Mark Sherer and Angelle M. Sander (eds.)Clinical Handbooks in NeuropsychologyHandbook on the Neuropsychology of Traumatic Brain Injury201410.1007/978-1-4939-0784-7_14
© Springer Science+Business Media, LLC 2014
Treating and Collaborating With Family Caregivers in the Rehabilitation of Persons with Traumatic Brain Injury
(1)
Physical Medicine and Rehabilitation, Baylor College of Medicine and Harris Health System, Houston, TX, USA
(2)
Brain Injury Research Center, TIRR Memorial Hermann, Houston, TX, USA
Abstract
Family members are an important source of support for persons with traumatic brain injury (TBI) during the recovery process and are potential partners in the rehabilitation process. Unfortunately, family members often experience substantial emotional distress and disruption of family functioning. These difficulties can impact the rehabilitation process and the recovery of the person with injury.
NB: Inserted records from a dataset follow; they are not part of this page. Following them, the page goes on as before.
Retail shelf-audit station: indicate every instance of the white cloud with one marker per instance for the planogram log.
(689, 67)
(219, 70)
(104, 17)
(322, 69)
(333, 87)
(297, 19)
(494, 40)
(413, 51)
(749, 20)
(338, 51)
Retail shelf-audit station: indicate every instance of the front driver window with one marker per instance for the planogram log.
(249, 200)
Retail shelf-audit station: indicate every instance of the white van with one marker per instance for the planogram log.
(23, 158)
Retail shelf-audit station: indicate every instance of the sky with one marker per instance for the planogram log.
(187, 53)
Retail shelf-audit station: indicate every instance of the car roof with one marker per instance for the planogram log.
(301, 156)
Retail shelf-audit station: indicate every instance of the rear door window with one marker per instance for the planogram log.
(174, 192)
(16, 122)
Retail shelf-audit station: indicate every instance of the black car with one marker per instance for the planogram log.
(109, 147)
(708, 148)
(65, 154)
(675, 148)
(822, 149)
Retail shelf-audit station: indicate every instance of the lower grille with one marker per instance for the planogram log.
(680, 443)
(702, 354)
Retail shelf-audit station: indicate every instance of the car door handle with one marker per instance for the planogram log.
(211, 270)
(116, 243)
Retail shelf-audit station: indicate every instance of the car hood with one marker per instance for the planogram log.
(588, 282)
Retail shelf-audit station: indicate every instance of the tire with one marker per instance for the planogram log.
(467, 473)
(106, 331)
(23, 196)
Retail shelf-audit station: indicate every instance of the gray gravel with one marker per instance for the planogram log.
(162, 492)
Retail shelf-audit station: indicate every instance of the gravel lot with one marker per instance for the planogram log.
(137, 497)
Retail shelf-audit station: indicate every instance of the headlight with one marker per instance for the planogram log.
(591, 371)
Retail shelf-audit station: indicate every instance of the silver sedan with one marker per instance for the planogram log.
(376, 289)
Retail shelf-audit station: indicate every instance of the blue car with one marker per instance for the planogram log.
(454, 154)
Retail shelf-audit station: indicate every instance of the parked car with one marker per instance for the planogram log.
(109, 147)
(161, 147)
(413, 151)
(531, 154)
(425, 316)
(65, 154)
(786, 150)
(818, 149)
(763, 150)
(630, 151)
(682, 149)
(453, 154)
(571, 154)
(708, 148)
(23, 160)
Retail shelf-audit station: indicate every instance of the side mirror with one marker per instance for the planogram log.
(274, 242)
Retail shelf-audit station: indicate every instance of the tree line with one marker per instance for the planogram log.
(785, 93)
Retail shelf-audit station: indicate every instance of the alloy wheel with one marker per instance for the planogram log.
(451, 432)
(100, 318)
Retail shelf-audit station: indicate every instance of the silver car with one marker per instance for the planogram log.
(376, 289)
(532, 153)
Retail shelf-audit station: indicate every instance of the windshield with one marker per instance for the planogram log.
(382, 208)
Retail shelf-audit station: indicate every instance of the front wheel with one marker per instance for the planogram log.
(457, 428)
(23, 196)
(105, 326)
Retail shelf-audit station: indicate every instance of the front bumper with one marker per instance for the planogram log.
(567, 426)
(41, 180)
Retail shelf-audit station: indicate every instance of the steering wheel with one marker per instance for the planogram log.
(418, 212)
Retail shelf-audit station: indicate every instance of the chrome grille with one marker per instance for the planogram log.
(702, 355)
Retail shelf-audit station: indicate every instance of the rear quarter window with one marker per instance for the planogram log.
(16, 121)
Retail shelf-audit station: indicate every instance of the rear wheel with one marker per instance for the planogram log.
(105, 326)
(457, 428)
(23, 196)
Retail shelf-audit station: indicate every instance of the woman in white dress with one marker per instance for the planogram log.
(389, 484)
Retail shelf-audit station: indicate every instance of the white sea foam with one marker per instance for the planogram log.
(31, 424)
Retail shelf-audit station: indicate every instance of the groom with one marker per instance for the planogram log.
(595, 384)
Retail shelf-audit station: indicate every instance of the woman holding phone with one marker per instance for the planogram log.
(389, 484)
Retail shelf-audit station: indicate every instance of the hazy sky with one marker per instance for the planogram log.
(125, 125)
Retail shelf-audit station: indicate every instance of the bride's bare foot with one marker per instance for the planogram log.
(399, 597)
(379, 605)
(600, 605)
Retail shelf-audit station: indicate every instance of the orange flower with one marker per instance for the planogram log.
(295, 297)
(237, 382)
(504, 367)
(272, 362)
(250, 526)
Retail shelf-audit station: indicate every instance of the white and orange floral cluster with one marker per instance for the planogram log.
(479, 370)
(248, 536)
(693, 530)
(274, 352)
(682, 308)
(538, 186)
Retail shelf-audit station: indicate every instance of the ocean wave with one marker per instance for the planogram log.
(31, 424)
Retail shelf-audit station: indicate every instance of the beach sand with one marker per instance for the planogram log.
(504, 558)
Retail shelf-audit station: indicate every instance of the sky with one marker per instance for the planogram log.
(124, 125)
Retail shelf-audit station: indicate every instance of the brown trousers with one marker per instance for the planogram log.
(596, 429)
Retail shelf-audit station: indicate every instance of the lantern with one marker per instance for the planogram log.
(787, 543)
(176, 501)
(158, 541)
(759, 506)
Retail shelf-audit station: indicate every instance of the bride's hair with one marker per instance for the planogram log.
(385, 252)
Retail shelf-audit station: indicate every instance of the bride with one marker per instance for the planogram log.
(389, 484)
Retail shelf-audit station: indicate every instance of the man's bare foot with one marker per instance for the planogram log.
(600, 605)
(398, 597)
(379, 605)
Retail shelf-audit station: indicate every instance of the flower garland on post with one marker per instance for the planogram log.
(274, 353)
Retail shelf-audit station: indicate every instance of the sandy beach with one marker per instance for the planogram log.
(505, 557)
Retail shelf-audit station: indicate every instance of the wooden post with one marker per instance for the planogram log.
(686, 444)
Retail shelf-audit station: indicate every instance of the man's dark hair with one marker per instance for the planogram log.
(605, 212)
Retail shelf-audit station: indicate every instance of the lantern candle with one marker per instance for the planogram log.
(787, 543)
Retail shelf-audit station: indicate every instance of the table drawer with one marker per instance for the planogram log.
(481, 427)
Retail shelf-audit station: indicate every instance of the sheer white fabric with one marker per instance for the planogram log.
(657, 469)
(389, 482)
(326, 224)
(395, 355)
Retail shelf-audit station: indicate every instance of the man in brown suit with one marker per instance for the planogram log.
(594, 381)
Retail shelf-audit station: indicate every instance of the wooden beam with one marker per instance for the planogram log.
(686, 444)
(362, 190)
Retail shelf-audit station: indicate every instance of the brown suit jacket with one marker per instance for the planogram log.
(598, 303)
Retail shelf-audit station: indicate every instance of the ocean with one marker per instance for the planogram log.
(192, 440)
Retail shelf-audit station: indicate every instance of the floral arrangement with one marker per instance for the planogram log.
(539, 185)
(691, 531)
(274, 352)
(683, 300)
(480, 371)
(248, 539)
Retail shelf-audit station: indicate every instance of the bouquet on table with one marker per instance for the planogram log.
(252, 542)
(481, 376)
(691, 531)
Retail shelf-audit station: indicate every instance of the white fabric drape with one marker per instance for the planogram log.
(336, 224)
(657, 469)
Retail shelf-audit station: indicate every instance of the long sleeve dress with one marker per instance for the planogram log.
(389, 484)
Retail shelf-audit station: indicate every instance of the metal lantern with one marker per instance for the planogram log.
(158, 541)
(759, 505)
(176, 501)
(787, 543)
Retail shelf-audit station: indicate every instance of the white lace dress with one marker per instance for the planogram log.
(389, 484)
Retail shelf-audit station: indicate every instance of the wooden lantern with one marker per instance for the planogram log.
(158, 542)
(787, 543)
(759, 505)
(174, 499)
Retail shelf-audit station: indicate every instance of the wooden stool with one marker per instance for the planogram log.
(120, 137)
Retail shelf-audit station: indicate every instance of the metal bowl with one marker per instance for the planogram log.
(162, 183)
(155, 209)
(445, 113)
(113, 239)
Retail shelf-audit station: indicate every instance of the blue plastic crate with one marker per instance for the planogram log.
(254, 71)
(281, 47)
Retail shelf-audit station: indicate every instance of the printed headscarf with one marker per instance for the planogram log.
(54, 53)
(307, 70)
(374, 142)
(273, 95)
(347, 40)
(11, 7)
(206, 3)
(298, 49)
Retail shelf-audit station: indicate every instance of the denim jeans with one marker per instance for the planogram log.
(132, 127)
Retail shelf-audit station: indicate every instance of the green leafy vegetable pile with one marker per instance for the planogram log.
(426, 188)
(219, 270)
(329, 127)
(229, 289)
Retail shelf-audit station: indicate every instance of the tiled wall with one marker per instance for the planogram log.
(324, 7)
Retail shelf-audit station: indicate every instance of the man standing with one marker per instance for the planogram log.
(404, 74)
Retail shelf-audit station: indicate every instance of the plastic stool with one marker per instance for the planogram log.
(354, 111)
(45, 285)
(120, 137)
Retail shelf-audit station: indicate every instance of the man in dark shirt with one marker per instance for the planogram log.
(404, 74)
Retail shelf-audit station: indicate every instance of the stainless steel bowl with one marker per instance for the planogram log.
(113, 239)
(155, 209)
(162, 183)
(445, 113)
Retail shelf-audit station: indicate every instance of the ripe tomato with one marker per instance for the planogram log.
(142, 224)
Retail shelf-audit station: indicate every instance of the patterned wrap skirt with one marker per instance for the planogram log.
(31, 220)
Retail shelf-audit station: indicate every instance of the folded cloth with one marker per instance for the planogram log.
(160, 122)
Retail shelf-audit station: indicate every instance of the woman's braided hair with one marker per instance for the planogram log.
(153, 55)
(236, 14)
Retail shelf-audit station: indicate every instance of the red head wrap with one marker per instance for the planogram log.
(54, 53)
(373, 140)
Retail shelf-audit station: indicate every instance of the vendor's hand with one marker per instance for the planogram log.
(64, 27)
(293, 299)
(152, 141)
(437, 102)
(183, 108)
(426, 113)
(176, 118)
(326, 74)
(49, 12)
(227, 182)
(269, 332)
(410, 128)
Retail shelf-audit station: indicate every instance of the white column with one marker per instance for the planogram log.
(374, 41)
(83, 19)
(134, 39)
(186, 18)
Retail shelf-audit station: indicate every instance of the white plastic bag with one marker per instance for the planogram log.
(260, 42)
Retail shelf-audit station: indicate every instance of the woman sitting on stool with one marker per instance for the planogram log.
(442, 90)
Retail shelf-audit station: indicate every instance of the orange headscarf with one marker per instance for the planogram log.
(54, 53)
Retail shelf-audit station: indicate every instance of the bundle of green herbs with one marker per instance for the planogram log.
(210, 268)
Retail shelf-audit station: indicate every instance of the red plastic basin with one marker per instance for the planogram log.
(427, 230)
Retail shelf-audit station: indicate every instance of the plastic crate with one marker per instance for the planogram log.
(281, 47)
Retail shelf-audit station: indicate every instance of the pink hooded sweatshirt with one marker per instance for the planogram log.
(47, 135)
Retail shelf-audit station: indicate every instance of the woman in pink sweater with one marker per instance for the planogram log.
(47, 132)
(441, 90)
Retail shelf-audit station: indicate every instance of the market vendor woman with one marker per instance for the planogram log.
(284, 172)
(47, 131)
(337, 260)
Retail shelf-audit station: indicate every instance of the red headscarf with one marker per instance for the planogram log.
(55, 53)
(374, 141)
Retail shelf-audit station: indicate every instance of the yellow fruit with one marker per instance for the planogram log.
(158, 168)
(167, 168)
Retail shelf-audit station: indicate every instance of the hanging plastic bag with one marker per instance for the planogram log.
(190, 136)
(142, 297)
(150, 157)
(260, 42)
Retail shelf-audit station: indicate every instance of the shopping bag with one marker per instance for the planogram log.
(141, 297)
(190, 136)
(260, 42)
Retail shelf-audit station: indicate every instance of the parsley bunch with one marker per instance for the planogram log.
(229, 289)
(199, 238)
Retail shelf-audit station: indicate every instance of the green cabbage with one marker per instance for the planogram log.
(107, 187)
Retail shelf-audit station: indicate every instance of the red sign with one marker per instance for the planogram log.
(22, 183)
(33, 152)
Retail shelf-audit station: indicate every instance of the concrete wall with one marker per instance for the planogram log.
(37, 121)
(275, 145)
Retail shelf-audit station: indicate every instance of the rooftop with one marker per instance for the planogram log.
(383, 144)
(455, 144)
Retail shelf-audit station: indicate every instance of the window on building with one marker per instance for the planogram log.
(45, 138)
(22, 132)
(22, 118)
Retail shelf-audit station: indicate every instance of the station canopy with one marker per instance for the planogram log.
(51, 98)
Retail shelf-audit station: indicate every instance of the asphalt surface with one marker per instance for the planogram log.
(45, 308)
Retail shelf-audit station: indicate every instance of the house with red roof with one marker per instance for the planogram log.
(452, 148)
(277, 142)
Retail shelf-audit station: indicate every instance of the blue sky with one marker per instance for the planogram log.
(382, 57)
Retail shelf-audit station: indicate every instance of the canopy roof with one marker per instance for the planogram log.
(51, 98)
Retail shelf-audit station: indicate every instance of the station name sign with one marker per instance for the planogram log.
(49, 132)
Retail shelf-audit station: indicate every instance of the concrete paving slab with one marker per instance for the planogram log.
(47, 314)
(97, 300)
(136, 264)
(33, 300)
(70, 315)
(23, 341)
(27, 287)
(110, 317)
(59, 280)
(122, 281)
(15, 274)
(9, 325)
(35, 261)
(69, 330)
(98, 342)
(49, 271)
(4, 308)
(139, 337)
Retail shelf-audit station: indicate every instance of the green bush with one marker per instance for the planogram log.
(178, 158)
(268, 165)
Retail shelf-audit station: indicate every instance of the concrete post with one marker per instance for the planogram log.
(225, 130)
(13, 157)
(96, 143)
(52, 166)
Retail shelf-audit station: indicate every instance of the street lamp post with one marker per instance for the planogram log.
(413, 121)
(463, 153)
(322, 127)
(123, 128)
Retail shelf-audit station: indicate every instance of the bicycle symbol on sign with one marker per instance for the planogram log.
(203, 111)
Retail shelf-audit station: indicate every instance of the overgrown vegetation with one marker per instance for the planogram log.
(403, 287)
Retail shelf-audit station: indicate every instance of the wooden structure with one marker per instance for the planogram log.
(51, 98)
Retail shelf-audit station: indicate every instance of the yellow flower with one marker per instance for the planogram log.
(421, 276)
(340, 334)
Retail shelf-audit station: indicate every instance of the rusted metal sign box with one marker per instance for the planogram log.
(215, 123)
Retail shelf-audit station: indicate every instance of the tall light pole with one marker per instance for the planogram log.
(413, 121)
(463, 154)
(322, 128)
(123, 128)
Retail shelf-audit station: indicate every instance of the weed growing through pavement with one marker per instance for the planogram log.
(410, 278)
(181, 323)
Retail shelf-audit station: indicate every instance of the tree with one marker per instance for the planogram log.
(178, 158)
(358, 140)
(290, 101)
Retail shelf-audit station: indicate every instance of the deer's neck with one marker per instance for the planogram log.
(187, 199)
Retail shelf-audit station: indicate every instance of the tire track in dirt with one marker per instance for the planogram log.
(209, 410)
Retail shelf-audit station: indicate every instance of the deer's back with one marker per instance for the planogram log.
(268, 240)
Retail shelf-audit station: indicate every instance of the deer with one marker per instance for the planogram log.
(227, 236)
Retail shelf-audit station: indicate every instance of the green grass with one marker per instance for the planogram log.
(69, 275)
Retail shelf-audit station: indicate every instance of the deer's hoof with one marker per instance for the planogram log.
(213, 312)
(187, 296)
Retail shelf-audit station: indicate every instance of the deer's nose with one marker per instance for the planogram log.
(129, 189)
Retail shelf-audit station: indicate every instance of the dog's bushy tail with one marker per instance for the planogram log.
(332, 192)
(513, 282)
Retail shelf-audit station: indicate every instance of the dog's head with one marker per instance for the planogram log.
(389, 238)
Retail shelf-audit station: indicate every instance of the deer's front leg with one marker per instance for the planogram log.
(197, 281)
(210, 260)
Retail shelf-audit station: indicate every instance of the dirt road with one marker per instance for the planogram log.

Understanding the problems faced by family members and potential ways to assist them in helping the person with injury to achieve maximum functioning is important for neuropsychologists working in the area of TBI. The current chapter begins with an overview of the types of difficulties faced by family members in the acute and chronic phases of TBI. Next, an overview will be provided of the ways in which neuropsychologists can work with family members in different treatment settings including acute care, inpatient rehabilitation, post-acute rehabilitation, and private practice. For each setting, case examples are provided to describe the role of the family in treatment and how the neuropsychologist can meet family members’ needs and involve them as partners in the rehabilitation process. The chapter ends with additional tips for working with family caregivers after TBI, along with a sample of educational resources that can be distributed to family members.
Keywords
CaregiversFamily membersWorking with family membersRehabilitation with caregiversOverview of Impact of TBI on Family Caregivers
Over three decades of empirical work leaves no doubt that traumatic brain injury (TBI) results in significant distress for family caregivers. Emotional distress, including depression and anxiety, has been documented during the first year following injury and as long as 7 years after injury [1–10]. While injury-related impairments in the person with TBI often improve over time, caregivers have been shown to experience increased distress over time [11, 12]. This distress is manifested in a variety of ways, including increased seeking of mental health services and use of alcohol and sedative drugs [13]. Approximately one-third of primary caregivers of persons with TBI report clinical levels of pre-injury emotional distress, which may make them especially vulnerable to poor adjustment following injury [14]. Indeed, caregivers with a pre-injury history of treatment for psychological difficulties have been shown to report greater emotional distress at 1 year following injury [15].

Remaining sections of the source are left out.